Location courte durée en copropriété : ce que change la décision du 19 mars 20

Le 19 mars 2026, le Conseil constitutionnel a rendu une décision majeure concernant la location meublée touristique. Elle confirme qu’une copropriété peut, sous certaines conditions, interdire la location courte durée de type Airbnb.

Pour les propriétaires et investisseurs, notamment dans le sud de la France, cela change concrètement la manière d’exploiter un bien immobilier. La rentabilité reste possible, mais elle doit désormais être pensée avec plus de rigueur et d’anticipation.

Une décision qui renforce le pouvoir des copropriétés

Le Conseil constitutionnel a validé ce 19 mars, le fait qu’une copropriété puisse interdire la location courte durée, à condition que cette interdiction soit cohérente avec le règlement de copropriété.

Autrement dit, si un immeuble est destiné à un usage strictement résidentiel, les copropriétaires peuvent décider de limiter ou de bloquer les locations touristiques.

La location courte durée n’est donc pas interdite en France, mais elle dépend désormais fortement des règles propres à chaque immeuble.

Un cadre juridique plus exigeant pour les propriétaires

Cette décision impose une nouvelle réalité : il n’est plus possible d’exploiter un bien en location saisonnière sans avoir vérifié précisément son cadre juridique.

Le règlement de copropriété devient un élément central. Certaines clauses, notamment celles évoquant un usage « bourgeois » ou excluant les activités commerciales, peuvent justifier une interdiction.

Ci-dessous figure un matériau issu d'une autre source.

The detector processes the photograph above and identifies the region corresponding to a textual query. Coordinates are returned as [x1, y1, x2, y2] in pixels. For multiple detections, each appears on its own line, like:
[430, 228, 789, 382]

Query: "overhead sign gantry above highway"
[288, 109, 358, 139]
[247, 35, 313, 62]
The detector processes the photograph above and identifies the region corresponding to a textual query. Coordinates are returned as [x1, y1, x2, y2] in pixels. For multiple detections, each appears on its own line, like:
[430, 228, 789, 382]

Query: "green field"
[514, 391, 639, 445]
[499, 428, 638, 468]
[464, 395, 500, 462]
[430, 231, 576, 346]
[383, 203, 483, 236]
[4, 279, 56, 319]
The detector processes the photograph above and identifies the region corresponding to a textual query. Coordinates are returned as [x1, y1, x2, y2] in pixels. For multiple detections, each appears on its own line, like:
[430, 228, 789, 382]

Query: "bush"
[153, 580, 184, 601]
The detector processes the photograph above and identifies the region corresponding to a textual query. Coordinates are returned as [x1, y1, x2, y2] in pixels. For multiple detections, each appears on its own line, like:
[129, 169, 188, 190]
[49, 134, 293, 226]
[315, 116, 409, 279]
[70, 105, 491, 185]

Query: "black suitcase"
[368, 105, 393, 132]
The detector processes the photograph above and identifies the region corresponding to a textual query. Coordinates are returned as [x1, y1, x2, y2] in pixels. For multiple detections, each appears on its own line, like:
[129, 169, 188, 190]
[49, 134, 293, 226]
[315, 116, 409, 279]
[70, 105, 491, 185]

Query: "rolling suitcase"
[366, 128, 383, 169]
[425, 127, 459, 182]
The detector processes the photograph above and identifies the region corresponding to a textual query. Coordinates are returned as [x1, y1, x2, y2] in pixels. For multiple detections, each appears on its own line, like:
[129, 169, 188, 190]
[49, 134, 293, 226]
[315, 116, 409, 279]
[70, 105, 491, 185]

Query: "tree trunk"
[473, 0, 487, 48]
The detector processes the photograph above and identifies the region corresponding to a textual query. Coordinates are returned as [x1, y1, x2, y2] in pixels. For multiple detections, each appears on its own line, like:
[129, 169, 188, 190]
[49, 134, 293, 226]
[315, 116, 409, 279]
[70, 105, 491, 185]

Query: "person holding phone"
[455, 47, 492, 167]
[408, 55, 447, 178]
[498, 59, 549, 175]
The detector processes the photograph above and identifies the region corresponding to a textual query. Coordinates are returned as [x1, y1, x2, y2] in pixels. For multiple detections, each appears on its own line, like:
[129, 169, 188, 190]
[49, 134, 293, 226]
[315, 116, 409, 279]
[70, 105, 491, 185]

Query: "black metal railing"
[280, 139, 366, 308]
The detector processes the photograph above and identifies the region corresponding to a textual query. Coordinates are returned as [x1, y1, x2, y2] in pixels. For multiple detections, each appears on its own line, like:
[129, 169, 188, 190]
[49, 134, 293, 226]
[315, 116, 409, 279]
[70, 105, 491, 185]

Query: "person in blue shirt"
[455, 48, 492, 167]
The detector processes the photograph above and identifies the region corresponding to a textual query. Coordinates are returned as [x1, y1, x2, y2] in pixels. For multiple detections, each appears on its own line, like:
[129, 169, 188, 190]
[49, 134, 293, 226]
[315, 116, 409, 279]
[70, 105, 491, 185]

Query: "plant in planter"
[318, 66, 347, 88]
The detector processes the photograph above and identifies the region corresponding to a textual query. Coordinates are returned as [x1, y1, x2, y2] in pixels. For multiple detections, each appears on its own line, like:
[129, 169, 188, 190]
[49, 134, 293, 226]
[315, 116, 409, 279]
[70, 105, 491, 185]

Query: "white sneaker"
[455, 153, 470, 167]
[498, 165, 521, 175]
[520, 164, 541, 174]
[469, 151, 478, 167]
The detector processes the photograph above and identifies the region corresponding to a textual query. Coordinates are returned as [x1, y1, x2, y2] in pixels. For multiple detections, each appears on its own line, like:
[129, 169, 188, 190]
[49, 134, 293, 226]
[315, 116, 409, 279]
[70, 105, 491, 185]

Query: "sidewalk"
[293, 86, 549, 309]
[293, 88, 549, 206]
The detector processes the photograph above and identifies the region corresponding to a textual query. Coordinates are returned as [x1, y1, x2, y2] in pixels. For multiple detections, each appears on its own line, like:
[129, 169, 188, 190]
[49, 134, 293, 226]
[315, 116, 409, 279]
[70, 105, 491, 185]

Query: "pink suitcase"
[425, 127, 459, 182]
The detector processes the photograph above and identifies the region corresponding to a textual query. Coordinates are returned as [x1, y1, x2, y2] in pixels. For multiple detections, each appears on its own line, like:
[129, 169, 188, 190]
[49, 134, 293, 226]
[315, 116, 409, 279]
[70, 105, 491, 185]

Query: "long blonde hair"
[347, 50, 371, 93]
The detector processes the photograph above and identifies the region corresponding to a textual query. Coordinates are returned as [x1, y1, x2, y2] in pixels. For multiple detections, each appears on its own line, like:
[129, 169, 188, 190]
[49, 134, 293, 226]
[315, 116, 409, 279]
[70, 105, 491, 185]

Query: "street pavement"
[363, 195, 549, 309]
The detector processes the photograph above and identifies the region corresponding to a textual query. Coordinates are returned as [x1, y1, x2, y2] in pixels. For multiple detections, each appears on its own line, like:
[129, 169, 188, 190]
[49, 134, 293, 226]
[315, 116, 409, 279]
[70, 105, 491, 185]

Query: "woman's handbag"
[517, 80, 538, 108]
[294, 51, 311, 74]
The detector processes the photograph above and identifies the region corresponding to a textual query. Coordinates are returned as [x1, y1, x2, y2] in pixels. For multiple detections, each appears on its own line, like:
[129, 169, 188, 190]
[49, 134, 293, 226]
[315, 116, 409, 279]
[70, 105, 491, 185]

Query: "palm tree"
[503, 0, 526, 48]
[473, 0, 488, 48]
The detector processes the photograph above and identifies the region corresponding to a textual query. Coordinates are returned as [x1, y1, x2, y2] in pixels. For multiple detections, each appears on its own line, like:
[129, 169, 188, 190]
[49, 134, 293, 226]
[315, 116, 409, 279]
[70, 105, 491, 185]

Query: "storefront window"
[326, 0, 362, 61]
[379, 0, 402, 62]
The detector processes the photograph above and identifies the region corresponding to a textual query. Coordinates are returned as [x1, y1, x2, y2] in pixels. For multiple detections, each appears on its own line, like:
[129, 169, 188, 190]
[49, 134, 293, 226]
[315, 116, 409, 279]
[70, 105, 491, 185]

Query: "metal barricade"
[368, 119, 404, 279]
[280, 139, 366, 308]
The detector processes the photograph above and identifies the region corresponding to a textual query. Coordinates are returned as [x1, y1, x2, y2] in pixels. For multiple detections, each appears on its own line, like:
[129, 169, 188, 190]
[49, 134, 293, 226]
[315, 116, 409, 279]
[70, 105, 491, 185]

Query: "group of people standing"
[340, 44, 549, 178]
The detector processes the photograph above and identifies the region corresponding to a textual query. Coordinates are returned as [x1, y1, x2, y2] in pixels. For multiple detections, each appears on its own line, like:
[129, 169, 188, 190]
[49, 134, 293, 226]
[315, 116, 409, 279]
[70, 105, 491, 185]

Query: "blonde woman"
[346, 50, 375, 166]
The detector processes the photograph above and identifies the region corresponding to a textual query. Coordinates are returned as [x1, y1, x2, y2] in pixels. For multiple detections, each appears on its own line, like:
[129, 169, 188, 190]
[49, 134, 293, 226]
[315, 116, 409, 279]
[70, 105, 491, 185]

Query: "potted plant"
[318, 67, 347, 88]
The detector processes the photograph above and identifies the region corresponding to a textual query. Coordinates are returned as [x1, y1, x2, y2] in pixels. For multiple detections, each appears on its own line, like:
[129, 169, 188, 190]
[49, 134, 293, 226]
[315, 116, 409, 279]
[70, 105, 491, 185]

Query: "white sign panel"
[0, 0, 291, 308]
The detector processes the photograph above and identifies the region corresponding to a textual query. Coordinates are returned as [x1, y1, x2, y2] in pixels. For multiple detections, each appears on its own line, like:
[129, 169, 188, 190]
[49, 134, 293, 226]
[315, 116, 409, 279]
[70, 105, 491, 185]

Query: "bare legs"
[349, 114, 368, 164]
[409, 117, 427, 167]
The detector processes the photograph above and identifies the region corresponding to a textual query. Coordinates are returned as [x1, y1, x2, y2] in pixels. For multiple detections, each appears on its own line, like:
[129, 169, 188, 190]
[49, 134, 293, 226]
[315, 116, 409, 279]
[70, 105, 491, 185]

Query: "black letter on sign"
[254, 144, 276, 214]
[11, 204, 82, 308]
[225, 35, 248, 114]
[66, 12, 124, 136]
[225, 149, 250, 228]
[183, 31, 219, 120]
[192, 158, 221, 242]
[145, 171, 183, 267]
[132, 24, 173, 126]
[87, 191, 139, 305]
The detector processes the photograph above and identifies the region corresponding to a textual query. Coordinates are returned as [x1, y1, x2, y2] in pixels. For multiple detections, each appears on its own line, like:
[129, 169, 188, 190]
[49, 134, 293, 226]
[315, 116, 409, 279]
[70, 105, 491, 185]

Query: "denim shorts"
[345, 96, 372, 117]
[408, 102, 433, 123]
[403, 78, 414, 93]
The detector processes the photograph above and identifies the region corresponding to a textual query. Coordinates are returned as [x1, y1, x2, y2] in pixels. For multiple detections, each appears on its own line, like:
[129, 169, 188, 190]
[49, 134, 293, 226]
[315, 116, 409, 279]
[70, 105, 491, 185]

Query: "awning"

Chaque situation doit être analysée au cas par cas. Un bien rentable sur le papier peut devenir inexploitable si ces éléments ne sont pas anticipés.

Les biens les plus à risque aujourd’hui

Certains types de biens sont particulièrement exposés à ces nouvelles restrictions.

Il s’agit notamment des copropriétés à usage strictement résidentiel, des immeubles récents ou encore des résidences calmes où les occupants sont majoritaires.

Dans ces configurations, les copropriétaires sont plus enclins à voter des interdictions, ce qui peut compromettre une activité de location courte durée.

Les stratégies à privilégier pour sécuriser son investissement

Face à cette évolution, il est essentiel d’adapter sa stratégie d’investissement.

L’immeuble en monopropriété reste aujourd’hui la solution la plus sécurisée. En l’absence de copropriété, aucune interdiction ne peut être votée.

Les biens autorisant un usage commercial ou mixte offrent également une meilleure protection, car ils permettent plus facilement une activité de location touristique.

Enfin, la location moyenne durée, comprise entre un et dix mois, constitue une alternative pertinente. Elle permet de conserver un bon niveau de rentabilité tout en évitant les contraintes liées à la location courte durée.

Le rôle de la Conciergerie Eleganza dans ce nouveau contexte

Dans ce cadre, le rôle d’une conciergerie ne se limite plus à gérer des réservations.

Chez Conciergerie Eleganza, nous accompagnons les propriétaires dans une approche globale. Cela commence par une analyse du bien et de son règlement de copropriété, afin de sécuriser son exploitation dès le départ.

Nous orientons ensuite chaque propriétaire vers la stratégie la plus adaptée : location courte durée lorsque le cadre le permet, moyenne durée lorsque cela est plus pertinent, ou une combinaison des deux.

L’objectif est simple : garantir des revenus stables, optimisés et sécurisés dans le temps.

Une évolution qui crée aussi des opportunités

Ce nouveau cadre va mécaniquement faire évoluer le marché. Certains propriétaires vont renoncer à la location courte durée, parfois dans l’urgence.

Cela peut créer des opportunités pour les investisseurs capables de s’adapter, notamment en repensant leur stratégie locative.

Aujourd’hui, la performance ne repose plus uniquement sur le bien, mais sur la manière dont il est exploité.

Conclusion

La décision du 19 mars 2026 ne met pas fin à la location courte durée en France, mais elle en redéfinit clairement les règles.

Pour les propriétaires, l’enjeu n’est plus seulement de rechercher de la rentabilité, mais de sécuriser cette rentabilité dans un cadre juridique plus exigeant.

Dans ce contexte, être bien accompagné devient un véritable avantage.